GCF picks its first projectThe Green Climate Fund (GCF) has chosen Korea’s ICT-enabled renewable energy generation and storage system to be used in an area in Peru.
This is the first official project for the GCF after opening its doors in December 2013 in Songdo, Incheon.
The GCF’s 11th board meeting held Friday in Zambia finalized a decision to implement a sustainable energy system to provide electricity for native people living in wetlands near the Maranon and Pastaza Rivers of the Amazon basin, protect forests there and reduce carbon emissions.
The two areas have no access to the electric grid and are only accessible by boat. The native populations have some electricity from diesel power plants, according to the Peruvian Trust Fund for National Parks and Protected Areas (Profonanpe), the country’s forestry watchdog.
The project, worth $9.1 million, will begin in March and run for five years. The GCF, which is run by the United Nations Framework Convention on Climate Change, will supply $6.24 million, Profonanpe $1.07 million and the Korea International Cooperation Agency (Koica) $1.8 million.

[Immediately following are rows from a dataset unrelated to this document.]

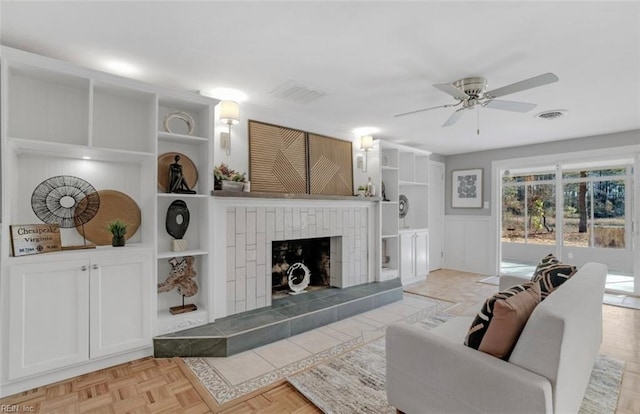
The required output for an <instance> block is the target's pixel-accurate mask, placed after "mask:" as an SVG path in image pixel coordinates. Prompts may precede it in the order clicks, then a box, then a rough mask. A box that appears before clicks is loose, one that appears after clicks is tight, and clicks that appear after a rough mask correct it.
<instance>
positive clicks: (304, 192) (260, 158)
mask: <svg viewBox="0 0 640 414" xmlns="http://www.w3.org/2000/svg"><path fill="white" fill-rule="evenodd" d="M249 180H250V181H251V191H264V192H269V193H292V194H305V193H306V192H307V182H308V179H307V145H306V137H305V133H304V132H303V131H298V130H295V129H289V128H284V127H280V126H277V125H270V124H264V123H262V122H257V121H249Z"/></svg>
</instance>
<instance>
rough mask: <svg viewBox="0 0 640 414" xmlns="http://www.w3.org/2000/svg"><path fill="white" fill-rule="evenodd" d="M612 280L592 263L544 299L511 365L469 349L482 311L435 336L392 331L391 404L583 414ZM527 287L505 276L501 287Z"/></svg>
mask: <svg viewBox="0 0 640 414" xmlns="http://www.w3.org/2000/svg"><path fill="white" fill-rule="evenodd" d="M606 274H607V267H606V266H605V265H603V264H600V263H588V264H585V265H584V266H583V267H582V268H580V269H579V270H578V272H577V273H576V274H574V275H573V276H572V277H571V278H570V279H569V280H567V281H566V282H565V283H564V284H562V285H561V286H560V287H558V288H557V289H556V290H555V291H554V292H552V293H551V294H550V295H549V296H548V297H547V298H546V299H544V300H543V301H542V302H541V303H540V304H539V305H538V306H537V307H536V308H535V309H534V311H533V313H532V314H531V316H530V318H529V319H528V321H527V323H526V325H525V327H524V330H523V331H522V334H521V335H520V337H519V339H518V341H517V343H516V346H515V348H514V350H513V352H512V353H511V356H510V358H509V360H508V361H504V360H502V359H499V358H496V357H494V356H491V355H488V354H485V353H483V352H480V351H477V350H475V349H472V348H469V347H467V346H465V345H464V344H463V342H464V338H465V336H466V334H467V331H468V329H469V327H470V326H471V322H472V321H473V319H474V317H475V315H476V313H477V311H478V310H479V307H478V308H475V307H474V308H473V309H470V310H469V311H468V312H466V313H465V314H464V315H461V316H457V317H454V318H452V319H450V320H448V321H447V322H445V323H444V324H442V325H440V326H438V327H436V328H434V329H432V330H430V331H427V330H426V329H424V328H420V327H416V326H412V325H408V324H404V323H396V324H393V325H391V326H389V327H388V328H387V334H386V352H387V382H386V389H387V398H388V401H389V404H391V405H392V406H393V407H395V408H396V409H398V410H399V411H402V412H405V413H408V414H412V413H425V414H426V413H456V414H460V413H492V414H494V413H509V414H515V413H577V412H578V410H579V409H580V405H581V402H582V399H583V397H584V392H585V390H586V388H587V384H588V383H589V378H590V374H591V370H592V368H593V363H594V361H595V358H596V356H597V354H598V349H599V348H600V343H601V341H602V296H603V293H604V283H605V278H606ZM523 281H525V280H524V279H522V278H513V277H503V278H501V283H500V289H501V290H503V289H505V288H508V287H510V286H513V285H515V284H519V283H522V282H523ZM480 306H481V304H480Z"/></svg>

The project will build solar power generation and energy storage systems (ESS) to supply electricity to people’s houses and fruit-processing factories around the clock to partially replace diesel power. The project aims to improve the community’s economy by powering three existing factories and three new factories.
The renewable energy generation and storage systems developed by the Korea Electric Power Corporation and other small electricity companies are currently being test-operated on Gapa Island, near Jeju, and Gasa Island in South Jeolla. The technologies allow remote regions new energy sources.